Near the beginning of the film, the camera pulls back from a Manhattan landscape into the window of a large building, before doing a 180-degree turn to follow a woman bearing a package as she enters a restaurant. She delivers the package to a table occupied by agent Ray Burke (André Holland), who’s lecturing a promising N.B.A. draft pick, Erick Scott (Melvin Gregg), for taking a high-interest loan. The N.B.A. is in a lockout, triggered by a stalemate between team owners and the Players Association, the latter of which is represented here by Myra (Sonja Sohn). Ray insists that Erick needs to be financially careful in the meantime, though he’s feeling the pinch as well.

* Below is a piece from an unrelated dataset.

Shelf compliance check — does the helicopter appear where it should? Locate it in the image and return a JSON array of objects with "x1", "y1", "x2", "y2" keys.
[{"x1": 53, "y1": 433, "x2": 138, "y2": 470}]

Ray’s corporate credit card is rejected by the restaurant, and he has to walk back to his office to be told by a smug middle-man exec (Zachary Quinto) that his own job may be imperiled by the money the agency is losing from the lockout.
The film’s opening shot is more than playful gymnastics on Soderbergh’s part, as he’s contrasting the physical grandiosity of New York City with the insular meetings that govern all aspects of its existence. As in The Girlfriend Experience and other films, Soderbergh sees politics and art as similarly thriving on negotiation. Yet negotiation isn’t enough if one doesn’t own the game. One must break rules to foment a revolution, and Ray devices a scheme that threatens to upend the distribution of sporting events to the public, giving more financial and creative power to the players. This scheme is also understood to be a reaction to endemic racism, which Soderbergh and screenwriter Tarell Alvin McCraney acknowledge with a searing bluntness that pulsates throughout the narrative. The N.B.A. owners, represented here by a character who’s invested with peerless layers of contempt and smugness by Kyle MacLachlan, are white while the high-profile players are black, and the white ruling class wants to maintain the lion’s share of the profits, keeping the players in a place of pseudo-dependency.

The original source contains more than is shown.